Looking for some great Math problems or games? Check out
NRICH, part of the University of Cambridge's Millenium Mathematics Project. NRICH is an "innovative collaboration between the Faculties of Mathematics and Education at the University of Cambridge which focuses on problem solving and on creating opportunities for students to learn mathematics through exploration and discussion." The tasks are engaging and educational as NRICH "takes a low-threshold high-ceiling approach, building students' confidence, mathematical reasoning, thinking skills and ability to take the initiative."
Moving Forward NCTM/NCSM

In late Spring, NCTM and NCSM released this excellent joint document Moving Forward: Mathematics Learning in the Time of COVID-19 to provide guidance and support to a broad audience including school leadership, content specialists, teachers, support staff, families and students during this uncertain time.
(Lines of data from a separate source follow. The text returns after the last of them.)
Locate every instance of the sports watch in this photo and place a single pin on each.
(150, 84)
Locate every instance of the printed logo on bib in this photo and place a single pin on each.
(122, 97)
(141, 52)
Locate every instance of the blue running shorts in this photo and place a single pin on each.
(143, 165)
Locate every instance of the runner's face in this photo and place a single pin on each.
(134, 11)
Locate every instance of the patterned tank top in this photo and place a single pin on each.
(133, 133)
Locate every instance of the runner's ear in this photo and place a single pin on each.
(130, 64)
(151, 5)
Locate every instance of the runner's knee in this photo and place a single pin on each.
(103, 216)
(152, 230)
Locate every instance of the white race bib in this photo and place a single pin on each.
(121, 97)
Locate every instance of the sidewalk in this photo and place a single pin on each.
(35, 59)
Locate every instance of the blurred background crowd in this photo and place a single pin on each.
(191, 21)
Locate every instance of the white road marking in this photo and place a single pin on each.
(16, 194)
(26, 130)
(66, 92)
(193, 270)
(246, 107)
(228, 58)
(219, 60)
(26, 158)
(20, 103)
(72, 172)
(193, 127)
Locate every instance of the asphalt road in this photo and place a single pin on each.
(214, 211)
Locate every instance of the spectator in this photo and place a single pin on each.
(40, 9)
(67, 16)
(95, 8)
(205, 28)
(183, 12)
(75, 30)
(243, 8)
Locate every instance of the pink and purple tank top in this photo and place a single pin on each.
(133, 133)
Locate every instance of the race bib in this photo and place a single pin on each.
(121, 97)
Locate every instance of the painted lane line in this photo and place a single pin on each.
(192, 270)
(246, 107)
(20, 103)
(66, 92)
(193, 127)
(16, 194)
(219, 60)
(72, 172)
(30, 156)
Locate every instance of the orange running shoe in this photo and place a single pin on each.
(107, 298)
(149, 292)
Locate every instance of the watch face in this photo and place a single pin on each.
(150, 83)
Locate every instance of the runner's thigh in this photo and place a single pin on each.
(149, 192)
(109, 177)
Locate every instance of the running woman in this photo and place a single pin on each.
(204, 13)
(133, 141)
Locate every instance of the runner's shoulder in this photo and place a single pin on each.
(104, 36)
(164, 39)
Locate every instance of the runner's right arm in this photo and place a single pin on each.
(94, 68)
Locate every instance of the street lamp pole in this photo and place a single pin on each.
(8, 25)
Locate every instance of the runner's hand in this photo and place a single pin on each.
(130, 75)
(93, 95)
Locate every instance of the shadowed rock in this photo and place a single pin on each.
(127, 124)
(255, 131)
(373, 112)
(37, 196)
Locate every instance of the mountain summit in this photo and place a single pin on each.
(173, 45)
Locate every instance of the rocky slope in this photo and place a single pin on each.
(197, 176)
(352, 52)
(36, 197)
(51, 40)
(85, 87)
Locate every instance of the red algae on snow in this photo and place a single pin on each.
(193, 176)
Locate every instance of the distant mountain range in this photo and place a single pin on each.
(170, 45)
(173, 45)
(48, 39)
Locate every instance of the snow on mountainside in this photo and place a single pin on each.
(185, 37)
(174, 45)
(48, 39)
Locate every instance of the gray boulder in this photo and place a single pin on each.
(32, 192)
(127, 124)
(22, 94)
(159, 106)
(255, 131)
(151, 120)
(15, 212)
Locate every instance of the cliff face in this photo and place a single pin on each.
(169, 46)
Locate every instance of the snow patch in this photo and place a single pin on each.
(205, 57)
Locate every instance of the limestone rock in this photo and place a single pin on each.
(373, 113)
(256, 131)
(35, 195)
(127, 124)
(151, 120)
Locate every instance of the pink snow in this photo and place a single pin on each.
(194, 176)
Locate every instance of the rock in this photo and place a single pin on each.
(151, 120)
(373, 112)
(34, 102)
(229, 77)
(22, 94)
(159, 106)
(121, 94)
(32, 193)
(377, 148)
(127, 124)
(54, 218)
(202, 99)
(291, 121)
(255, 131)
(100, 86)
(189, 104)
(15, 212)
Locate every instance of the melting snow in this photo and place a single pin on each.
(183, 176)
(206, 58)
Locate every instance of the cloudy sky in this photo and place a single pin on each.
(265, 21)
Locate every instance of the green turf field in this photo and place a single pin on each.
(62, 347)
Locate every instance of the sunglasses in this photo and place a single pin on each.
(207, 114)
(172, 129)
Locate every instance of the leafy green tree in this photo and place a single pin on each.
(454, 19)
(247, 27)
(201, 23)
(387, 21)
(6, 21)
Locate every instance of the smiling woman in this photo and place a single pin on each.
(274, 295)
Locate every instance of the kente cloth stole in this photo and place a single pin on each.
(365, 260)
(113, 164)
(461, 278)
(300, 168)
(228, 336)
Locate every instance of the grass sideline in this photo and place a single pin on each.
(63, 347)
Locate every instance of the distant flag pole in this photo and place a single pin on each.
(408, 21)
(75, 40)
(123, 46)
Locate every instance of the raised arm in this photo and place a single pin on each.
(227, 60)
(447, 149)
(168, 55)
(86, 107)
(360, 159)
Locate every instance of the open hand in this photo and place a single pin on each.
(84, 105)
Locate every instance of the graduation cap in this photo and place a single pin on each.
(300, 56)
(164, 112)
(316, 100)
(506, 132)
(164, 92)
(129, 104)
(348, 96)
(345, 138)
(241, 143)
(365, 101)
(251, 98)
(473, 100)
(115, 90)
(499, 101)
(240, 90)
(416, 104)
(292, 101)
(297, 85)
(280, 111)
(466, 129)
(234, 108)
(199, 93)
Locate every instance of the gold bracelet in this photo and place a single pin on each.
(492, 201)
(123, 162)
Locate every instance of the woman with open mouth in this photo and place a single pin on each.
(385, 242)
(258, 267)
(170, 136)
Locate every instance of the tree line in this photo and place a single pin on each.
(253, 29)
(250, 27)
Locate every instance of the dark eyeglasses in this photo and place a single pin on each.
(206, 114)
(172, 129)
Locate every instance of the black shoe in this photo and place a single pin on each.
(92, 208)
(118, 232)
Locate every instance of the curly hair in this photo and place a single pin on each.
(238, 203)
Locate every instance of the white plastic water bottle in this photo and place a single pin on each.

This 18-page document is organized into 3 areas: (1) structural considerations, (2) teaching practices and (3) advocacy. Suggestions include guidance on productive classroom structure, selection of Math tasks, assessment practices as well as professional learning and collaboration. This Call to Action strongly recommends focusing on students' strengths and opportunities for learning (rather than on learning gaps) and to "intentionally view students and teachers through a lens focusing on strengths that positively contribute to mathematics teaching and learning, an asset-based lens."
For over 75 years, The New York Times Crossword has been providing a great brain workout. This newer puzzle, Spelling Bee, has been a weekly feature in the print New York Times Sunday magazine for years, but is now available daily by subscription on the Puzzles app and/or the web. Each Spelling Bee has 7 letters including a center letter and words need to be formed using that center letter at least once.
Brain Puzzler
 In the problem above, place a digit in each box to make a true statement.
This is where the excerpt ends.